30.05.2016
Aktuelle Nachrichten aus Köln und der ganzen Welt

Nachts WM gucken: Muss der Chef mir Fußball-frei geben?

Wenn die deutsche Fußball-Nationalmannschaft im Sommer in Brasilien um den WM-Titel kämpft, fiebern hierzulande wieder tausende Fans vor den Großleinwänden mit - auch spät in der Nacht.

Wenn die deutsche Fußball-Nationalmannschaft im Sommer in Brasilien um den WM-Titel kämpft, fiebern hierzulande wieder tausende Fans vor den Großleinwänden mit - auch spät in der Nacht.

Foto:

dpa

Schlechte Nachricht für Fußballfans: Viele WM-Spiele in Brasilien beginnen nach deutscher Zeit erst spätabends bzw. in der Nacht. Dürfen Berufstätige am nächsten Tag später zur Arbeit kommen? Und ist spätes Public-Viewing erlaubt?

Arbeitnehmer haben während der Fußballweltmeisterschaft keinen Anspruch darauf, ihre Arbeitszeiten zu verschieben. Darauf weist Nathalie Oberthür hin, Fachanwältin für Arbeitsrecht. Bei der WM in Brasilien werden viele Spiele erst nach 22 Uhr Mitteleuropäischer Zeit angepfiffen - einige werden erst um Mitternacht beginnen. Das kann vor allem für Beschäftigte mit Frühschicht am nächsten Morgen hart werden.

Einen späteren Schichtbeginn können sie allerdings nicht vom Chef einfordern. Nur er entscheidet über einen anderen Schichtablauf oder gar einen Produktionsstopp.

Mit etwas Glück können Arbeitnehmer ihrem Chef vielleicht dennoch großzügigere Arbeitszeiten abringen: Am besten schließen sie sich dazu mit Kollegen zusammen und bieten an, die Aufgaben auf andere Weise zu erledigen. Die Zeit, die fürs Fußballschauen abgeht, können sie beispielsweise schon vorarbeiten oder an einem anderen Tag nachholen. Auf solche Angebote muss der Arbeitgeber allerdings nicht eingehen.

Außerdem ist es für Arbeitnehmer natürlich möglich, Schichten zu tauschen oder Urlaub zu nehmen. Bei Fehlzeiten oder WM-bedingten falschen Krankmeldungen droht allerdings eine Abmahnung.

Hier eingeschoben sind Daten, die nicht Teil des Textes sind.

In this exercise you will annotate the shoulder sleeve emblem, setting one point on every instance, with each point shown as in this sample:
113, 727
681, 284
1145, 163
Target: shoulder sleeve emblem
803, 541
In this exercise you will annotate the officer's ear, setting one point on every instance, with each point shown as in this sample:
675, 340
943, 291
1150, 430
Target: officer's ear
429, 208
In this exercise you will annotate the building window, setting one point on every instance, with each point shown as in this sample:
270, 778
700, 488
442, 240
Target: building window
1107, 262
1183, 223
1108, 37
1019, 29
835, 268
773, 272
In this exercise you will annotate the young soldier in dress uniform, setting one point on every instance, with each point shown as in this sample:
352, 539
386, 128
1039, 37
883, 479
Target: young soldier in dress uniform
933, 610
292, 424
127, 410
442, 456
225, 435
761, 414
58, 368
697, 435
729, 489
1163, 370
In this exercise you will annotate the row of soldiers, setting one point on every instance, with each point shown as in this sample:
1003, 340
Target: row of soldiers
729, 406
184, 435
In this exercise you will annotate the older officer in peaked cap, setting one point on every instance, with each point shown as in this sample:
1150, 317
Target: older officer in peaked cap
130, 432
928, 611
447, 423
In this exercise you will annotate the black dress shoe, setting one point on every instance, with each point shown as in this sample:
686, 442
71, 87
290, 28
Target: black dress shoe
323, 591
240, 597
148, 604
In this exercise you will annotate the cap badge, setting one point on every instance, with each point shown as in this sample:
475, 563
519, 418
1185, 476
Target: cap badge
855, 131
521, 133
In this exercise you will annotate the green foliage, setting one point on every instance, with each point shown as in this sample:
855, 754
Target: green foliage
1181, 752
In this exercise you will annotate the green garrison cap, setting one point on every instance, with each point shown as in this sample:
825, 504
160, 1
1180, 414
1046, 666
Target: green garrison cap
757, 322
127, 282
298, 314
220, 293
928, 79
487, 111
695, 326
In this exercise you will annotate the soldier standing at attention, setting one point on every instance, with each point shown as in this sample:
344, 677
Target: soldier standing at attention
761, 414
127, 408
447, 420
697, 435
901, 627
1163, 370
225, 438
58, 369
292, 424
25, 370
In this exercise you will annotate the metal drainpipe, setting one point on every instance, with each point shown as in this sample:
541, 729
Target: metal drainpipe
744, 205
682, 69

Ausnahmen beim nächtlichen „Rudelgucken“

Wie das Bundesumweltministerium informierte, werde es zwischen dem 12. Juni bis 13. Juli Ausnahmen für die geltenden Lärmschutzregeln geben. „Das gemeinschaftliche Fußballgucken unter freiem Himmel gehört zu einer Fußball-Weltmeisterschaft einfach dazu. Bei einem solchen Anlass halte ich Ausnahmen vom Lärmschutz für gerechtfertigt“, sagte Bundesumweltministerin Barbara Hendricks (SPD).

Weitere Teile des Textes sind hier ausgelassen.